The grant in the case at bar, however, in addition to authority to erect any dock or docks for commercial purposes, expressly confers “authority to collect from persons using such dock or docks reasonable and accustomed dockage, to be regulated by our legislature. ” It seems to me that these words, when considered with reference to the rest of the language employed in the grant, necessarily import a public use. They would be wholly needless, and, indeed, without meaning, in an instrument intended to bestow a private franchise such as would empower the grantee to exclude at will any and all persons from the structure. Although no highway had been laid out to the shore at this point when the grant was made, the commissioners of the land-office may well have contemplated the probability that a public road leading thither would be opened in the future, in which event the right to use the wharf would become, as apparently it has become, important and valuable to the public.

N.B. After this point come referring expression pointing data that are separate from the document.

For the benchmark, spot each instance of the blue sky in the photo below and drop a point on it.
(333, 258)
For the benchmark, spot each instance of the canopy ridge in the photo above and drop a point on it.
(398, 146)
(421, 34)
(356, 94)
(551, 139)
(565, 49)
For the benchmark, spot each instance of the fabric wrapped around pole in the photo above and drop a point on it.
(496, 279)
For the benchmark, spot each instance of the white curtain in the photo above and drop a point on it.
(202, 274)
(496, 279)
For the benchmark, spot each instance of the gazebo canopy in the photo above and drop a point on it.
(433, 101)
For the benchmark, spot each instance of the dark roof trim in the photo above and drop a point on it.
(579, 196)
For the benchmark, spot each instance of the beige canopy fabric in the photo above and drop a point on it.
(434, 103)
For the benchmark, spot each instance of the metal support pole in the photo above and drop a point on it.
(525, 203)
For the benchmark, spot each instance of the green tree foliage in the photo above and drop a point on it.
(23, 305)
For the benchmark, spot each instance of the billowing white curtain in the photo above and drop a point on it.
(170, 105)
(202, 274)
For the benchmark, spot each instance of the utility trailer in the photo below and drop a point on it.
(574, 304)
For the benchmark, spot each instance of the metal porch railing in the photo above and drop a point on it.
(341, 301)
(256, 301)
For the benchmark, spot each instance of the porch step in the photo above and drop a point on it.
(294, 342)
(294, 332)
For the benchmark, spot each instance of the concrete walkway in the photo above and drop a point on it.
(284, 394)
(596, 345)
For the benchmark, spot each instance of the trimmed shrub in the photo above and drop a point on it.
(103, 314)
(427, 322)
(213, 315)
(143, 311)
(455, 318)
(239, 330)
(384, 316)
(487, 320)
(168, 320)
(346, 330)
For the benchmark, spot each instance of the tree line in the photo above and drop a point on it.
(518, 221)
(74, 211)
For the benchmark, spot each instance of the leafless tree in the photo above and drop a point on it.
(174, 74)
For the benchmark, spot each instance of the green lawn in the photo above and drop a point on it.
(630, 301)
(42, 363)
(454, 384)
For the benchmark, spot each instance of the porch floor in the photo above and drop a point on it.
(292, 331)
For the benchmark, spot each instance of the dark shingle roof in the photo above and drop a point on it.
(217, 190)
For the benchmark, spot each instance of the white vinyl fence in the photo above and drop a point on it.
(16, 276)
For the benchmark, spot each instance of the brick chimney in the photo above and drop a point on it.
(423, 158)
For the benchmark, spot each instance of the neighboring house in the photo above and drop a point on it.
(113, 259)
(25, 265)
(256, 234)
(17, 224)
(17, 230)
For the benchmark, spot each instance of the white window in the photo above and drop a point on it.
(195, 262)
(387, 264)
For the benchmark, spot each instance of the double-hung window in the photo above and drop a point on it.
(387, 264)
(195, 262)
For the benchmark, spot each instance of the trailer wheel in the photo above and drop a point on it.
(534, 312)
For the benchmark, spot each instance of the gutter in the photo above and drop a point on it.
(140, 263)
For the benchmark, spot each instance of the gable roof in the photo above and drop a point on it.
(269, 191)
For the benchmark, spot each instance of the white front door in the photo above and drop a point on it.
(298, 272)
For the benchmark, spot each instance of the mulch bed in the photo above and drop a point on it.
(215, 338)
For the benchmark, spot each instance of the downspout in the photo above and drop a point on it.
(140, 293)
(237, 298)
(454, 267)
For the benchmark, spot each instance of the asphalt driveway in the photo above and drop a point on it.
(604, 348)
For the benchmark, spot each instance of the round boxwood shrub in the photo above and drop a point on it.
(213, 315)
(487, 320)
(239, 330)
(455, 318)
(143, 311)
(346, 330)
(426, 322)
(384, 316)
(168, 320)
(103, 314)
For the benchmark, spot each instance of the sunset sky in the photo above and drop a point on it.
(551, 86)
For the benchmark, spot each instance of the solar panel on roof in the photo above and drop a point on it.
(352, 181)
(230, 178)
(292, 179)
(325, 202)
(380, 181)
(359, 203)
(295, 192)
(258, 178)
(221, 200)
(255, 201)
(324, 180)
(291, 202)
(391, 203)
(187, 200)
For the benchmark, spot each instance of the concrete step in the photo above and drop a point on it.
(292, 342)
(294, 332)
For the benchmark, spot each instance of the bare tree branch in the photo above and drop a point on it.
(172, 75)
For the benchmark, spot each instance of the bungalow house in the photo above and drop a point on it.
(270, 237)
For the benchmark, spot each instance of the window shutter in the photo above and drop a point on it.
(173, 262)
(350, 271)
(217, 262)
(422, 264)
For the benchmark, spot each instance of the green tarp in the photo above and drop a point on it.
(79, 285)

This view has occurred to me in considering the suggestion of the learned counsel for the plaintiff that it would be absurd to give the public the right to use a wharf when they had no right to use the adjoining upland. Irrespective, however, of the reasons which may have actuated the state authorities, I think it was their intention, as manifested by the language of the grant under consideration, to confer upon the owner of the upland, and his successors in interest, merely a franchise to build and maintain a dock or docks at Hand’s point, subject to the general use of the public, upon the payment of reasonable and accustomed dockage.

The defendants cannot be prevented from availing themselves of the right belonging to the public at large thus to use the wharf. They are therefore entitled to judgment in their favor, dismissing the complaint, with costs.